At one company I used to work for, I had three standups every morning. It should have been five because at one point I worked with four squads (making five with the design team) but I simply never joined them all.
This is how my usual mornings went.
I’d get to the office at around 8:30am – a bit early so I had some time to sort out my desk and check email. My first standup was at 9:20am. This was the design standup which should have taken about 10 minutes but quite often extended to double its allocated time. I then had 20 minutes till the next standup at 10am. This was the one that always started late and usually extended well over the allocated time. Right after that one, at 10:15am was the next standup. This one usually took about 15 minutes to get through.
By the time I was done with all the standups, two hours had passed. Two hours out of the eight of my working day and I had got nothing done, and no time or energy to take a look at what I should start working on. Add lunch time and a couple of meetings to the schedule and you’re only left with two or three hours that you can actually spend working on something.
But I Like Standups
Don’t get me wrong. I’m not one of those who think that standups are fundamentally flawed. I think they’re great – when done right. But that’s the catch, very few companies get them right.
The basic idea of a standup is: share with your teammates what you’re working on and if there’s anything blocking you. So standups really do make sense when they’re timely, when the team is cross-functional, and everyone from the team works on the same project. I would even go as far and say they’re essential for moving things forward and keeping the momentum going. But that’s pretty much the only case when standups work well (at least in my experience).
Reasons why Standups Suck
- Very often they’re a way for a manager to sync up with his team instead of the team staying in sync.

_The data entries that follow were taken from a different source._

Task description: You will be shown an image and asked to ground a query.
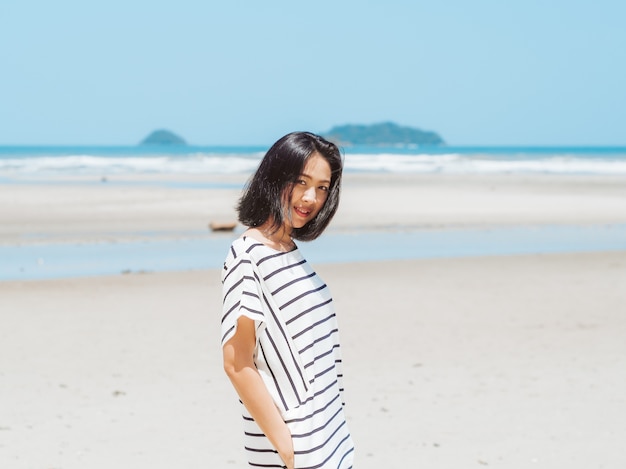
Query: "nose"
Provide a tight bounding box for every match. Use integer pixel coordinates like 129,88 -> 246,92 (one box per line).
302,187 -> 317,202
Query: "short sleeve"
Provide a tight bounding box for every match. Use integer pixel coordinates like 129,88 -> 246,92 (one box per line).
221,251 -> 265,347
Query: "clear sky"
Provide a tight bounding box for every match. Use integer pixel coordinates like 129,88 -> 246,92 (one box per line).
0,0 -> 626,145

- For that reason, the number of participants is usually too high.
- Often the participants aren’t on the same squad or at least working on the same project.
- Each participant may be in several squads and have a standup with each of those.
- They’re mostly passive (receiving information instead of active participation) and listening to what nine other people are working on is simply boring.
- They often turn into discussions between two individual participants and are generally too long.
- In the end, participants get to listen to a load of stuff about what everyone else is working on and most of it is irrelevant to them (for reasons above) which makes it a waste of time.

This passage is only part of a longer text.